Sempre Ratzinger, allora non Papa ma giovane teologo, nel Natale 1969 esprimeva una profezia destinata a durare a lungo e ad accompagnare i cristiani nella tempesta. “Dalla crisi odierna emergerà una Chiesa che avrà perso molto. Diventerà piccola e dovrà ripartire più o meno dagli inizi”, affermava durante una diretta radiofonica a una radio tedesca. “Non sarà più in grado di abitare molto degli edifici che aveva costruito nella prosperità. Poiché il numero dei suoi fedeli diminuirà, perderà anche gran parte dei privilegi sociali. In contrasto con un periodo precedente, verrà vista molto più come una società volontaria, in cui si entra solo per libera decisione”. Non più un’abitudine, un’usanza di tipo sociale, ma un’adesione volontaria, forte e radicale, radicata in Cristo e nei suoi insegnamenti. “Ma nonostante tutti questi cambiamenti che si possono presumere, la Chiesa troverà di nuovo e con tutta l’energia ciò che le è essenziale, ciò che è sempre stato il suo centro: la fede nel Dio Uno e Trino, in Gesù Cristo, il Figlio di Dio fattosi uomo, nell’assistenza dello Spirito Santo che durerà fino alla fine”.

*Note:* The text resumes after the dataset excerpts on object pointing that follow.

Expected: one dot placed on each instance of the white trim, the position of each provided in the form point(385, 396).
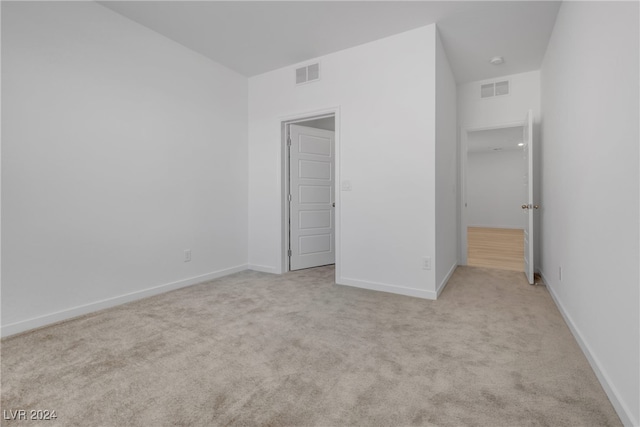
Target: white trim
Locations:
point(503, 227)
point(286, 120)
point(51, 318)
point(263, 268)
point(464, 147)
point(444, 282)
point(625, 414)
point(392, 289)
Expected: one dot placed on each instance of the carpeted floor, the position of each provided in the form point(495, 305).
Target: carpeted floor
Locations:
point(298, 350)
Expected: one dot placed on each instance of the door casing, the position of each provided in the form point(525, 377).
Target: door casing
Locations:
point(284, 180)
point(464, 145)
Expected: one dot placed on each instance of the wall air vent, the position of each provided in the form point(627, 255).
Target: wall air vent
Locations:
point(489, 90)
point(307, 74)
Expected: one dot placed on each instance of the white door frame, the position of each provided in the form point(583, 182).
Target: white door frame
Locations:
point(284, 179)
point(464, 146)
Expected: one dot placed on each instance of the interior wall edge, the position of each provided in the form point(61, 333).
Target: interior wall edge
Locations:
point(81, 310)
point(621, 409)
point(443, 284)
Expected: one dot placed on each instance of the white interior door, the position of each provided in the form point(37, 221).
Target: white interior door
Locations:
point(312, 189)
point(529, 206)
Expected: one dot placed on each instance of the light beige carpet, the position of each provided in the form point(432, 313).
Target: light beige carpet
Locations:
point(260, 349)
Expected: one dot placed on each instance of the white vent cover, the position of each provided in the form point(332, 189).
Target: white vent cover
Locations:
point(308, 74)
point(494, 89)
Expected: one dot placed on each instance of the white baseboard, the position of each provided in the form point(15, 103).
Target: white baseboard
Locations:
point(506, 227)
point(383, 287)
point(622, 410)
point(51, 318)
point(444, 282)
point(263, 268)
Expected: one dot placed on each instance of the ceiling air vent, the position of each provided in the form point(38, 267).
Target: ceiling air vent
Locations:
point(307, 74)
point(489, 90)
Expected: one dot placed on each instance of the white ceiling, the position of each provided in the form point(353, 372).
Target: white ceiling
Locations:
point(503, 139)
point(253, 37)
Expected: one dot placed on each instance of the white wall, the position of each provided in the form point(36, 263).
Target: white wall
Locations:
point(495, 189)
point(120, 150)
point(446, 169)
point(590, 188)
point(524, 94)
point(477, 113)
point(385, 135)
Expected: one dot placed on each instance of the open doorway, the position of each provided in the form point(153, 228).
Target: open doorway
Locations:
point(495, 189)
point(310, 174)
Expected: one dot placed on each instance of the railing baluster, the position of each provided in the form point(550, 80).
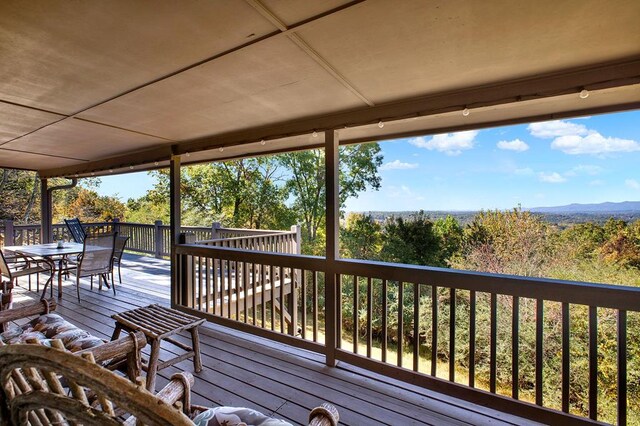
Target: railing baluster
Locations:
point(384, 320)
point(356, 296)
point(263, 301)
point(303, 279)
point(416, 326)
point(273, 295)
point(622, 367)
point(339, 312)
point(593, 363)
point(254, 278)
point(400, 322)
point(539, 341)
point(314, 284)
point(452, 334)
point(472, 338)
point(282, 305)
point(245, 284)
point(494, 343)
point(199, 283)
point(566, 356)
point(369, 314)
point(434, 330)
point(214, 285)
point(515, 353)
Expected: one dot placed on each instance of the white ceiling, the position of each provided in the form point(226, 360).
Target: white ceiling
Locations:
point(84, 86)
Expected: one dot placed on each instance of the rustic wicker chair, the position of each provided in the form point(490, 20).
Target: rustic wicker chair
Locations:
point(96, 259)
point(122, 354)
point(45, 386)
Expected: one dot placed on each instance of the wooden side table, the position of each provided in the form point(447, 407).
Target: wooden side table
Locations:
point(159, 323)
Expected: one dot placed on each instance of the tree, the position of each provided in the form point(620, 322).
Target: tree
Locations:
point(358, 171)
point(361, 238)
point(247, 193)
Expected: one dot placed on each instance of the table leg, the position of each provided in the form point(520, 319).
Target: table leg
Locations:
point(195, 341)
point(116, 332)
point(152, 369)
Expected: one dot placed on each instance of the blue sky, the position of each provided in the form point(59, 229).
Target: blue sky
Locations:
point(585, 160)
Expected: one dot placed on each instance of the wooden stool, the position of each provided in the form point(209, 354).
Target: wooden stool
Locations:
point(159, 323)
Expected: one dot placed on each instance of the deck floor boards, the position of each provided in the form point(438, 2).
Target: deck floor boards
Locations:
point(244, 370)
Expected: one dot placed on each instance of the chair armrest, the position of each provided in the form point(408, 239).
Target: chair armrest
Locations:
point(325, 415)
point(39, 308)
point(178, 389)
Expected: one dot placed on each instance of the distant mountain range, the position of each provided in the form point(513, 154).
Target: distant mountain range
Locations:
point(625, 206)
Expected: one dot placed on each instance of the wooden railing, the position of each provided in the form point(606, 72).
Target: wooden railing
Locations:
point(450, 334)
point(155, 239)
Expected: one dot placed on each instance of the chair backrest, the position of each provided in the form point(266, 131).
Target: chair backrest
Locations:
point(121, 243)
point(4, 267)
point(60, 387)
point(76, 230)
point(97, 254)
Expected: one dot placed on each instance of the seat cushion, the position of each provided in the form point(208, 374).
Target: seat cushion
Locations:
point(235, 416)
point(48, 327)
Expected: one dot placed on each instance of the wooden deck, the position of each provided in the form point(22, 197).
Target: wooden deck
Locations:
point(244, 370)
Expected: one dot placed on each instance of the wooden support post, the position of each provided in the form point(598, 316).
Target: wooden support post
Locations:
point(8, 232)
point(214, 230)
point(157, 238)
point(175, 213)
point(297, 239)
point(46, 227)
point(331, 144)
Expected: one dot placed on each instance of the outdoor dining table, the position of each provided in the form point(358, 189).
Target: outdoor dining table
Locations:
point(51, 254)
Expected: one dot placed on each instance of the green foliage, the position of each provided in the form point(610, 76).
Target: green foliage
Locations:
point(361, 238)
point(307, 184)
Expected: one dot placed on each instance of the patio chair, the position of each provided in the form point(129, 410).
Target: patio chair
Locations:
point(22, 267)
point(121, 243)
point(61, 388)
point(76, 230)
point(96, 259)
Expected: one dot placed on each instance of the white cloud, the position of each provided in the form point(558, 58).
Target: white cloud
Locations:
point(585, 169)
point(593, 143)
point(514, 145)
point(633, 184)
point(525, 171)
point(556, 128)
point(553, 177)
point(398, 165)
point(449, 143)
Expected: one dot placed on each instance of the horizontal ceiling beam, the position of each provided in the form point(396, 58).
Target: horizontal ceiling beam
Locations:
point(539, 87)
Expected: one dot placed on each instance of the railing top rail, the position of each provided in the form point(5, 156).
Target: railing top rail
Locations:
point(581, 293)
point(244, 237)
point(254, 231)
point(287, 260)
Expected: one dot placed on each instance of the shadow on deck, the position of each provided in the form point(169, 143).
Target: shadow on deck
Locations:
point(244, 370)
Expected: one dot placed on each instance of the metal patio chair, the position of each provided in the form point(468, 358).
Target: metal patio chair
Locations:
point(96, 259)
point(76, 230)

Nelle sue parole era già scritto il futuro della cristianità. “Ripartirà da piccoli gruppi, da Movimenti e da una minoranza che rimetterà la fede e la preghiera al centro dell’esperienza e sperimenterà di nuovo i sacramenti come servizio divino e non come un problema di struttura liturgica. Sarà una Chiesa più spirituale, che non si arrogherà un mandato politico flirtando ora con la sinistra e ora con la destra. Essa farà questo con fatica. Il processo infatti della cristallizzazione e della chiarificazione la renderà povera, la farà diventare una Chiesa dei piccoli, il processo sarà lungo e faticoso, perché dovranno essere eliminate la ristrettezza di vedute settarie e la capacità pomposa. Si potrebbe predire che tutto questo richiederà tempo”.